I stood with my feet planted in the crook of the tree's branches and leaned forward, my chest pressed against a thick branch. The rope and bucket were in position, and Shantelle stood inside the bucket and held onto the rope. "Ready?" she asked. "Ready!" I shouted in response. And then I tugged and pulled and heaved on the rope while Shantelle remained firmly planted on the ground. She shouted at me to keep pulling and to put some muscle into it. After an exasperating three minutes of pulling with no progress, I threw the rope down and shouted, "Well, maybe if you weren't so fat I'd be able to pull you up!" Convinced the plan would work, we traded places. I took my post in the bucket, and Shany braced herself in the tree to try and hoist me. "Well that was a stupid plan," she muttered after thirty seconds of struggle; "Just climb up here!"

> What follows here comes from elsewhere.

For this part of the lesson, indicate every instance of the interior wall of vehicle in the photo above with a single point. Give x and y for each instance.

I shimmied up the tree and joined Shany. We sat with our backs pressed against the tree limbs reaching out towards Second Street, the four walls pressed in on us. I sat with my legs straddling a branch; my feet dangled beneath me as I wiggled the tacks to make sure they were reinforced. "It's pretty nice," I mentioned looking around at our new space about three feet wide and three feet deep. "What do we now?" I asked Shany as she balanced--her legs stretched in front of her, ankles crossed, while her back rested on a branch. She shrugged her shoulders, so we just sat there enjoying the unusually cool summer weather perched in the Cottonwood, a picture of childhood innocence.

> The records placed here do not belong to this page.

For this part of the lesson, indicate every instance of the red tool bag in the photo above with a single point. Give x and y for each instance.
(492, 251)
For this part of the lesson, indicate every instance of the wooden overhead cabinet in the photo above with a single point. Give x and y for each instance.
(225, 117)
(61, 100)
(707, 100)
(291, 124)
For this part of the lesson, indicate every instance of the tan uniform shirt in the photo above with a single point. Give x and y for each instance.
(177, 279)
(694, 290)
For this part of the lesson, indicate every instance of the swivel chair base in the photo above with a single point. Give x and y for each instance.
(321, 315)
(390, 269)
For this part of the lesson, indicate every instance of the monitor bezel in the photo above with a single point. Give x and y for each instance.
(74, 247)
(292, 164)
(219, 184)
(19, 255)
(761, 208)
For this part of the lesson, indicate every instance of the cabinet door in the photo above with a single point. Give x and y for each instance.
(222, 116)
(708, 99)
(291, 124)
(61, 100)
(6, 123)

The treehouse fell down the next day as a result of a Nebraska thunderstorm and too-loose thumbtacks.
Though we grew up in the same town only a few blocks from each other, my cousin and I drifted apart by the time we reached high school, and our relationship would never remain the same as it did the day we built the treehouse. We are no longer a team; we are now more like casual acquaintances--each with our own lives, our own houses, our own families. My grandmother is also gone--her body consumed by cancer's grips, and the house with all its trinkets and tchotchkes that stood on Second Street is now someone else's house in which to make memories. The treehouse may have been doomed from the start, but we built it anyway.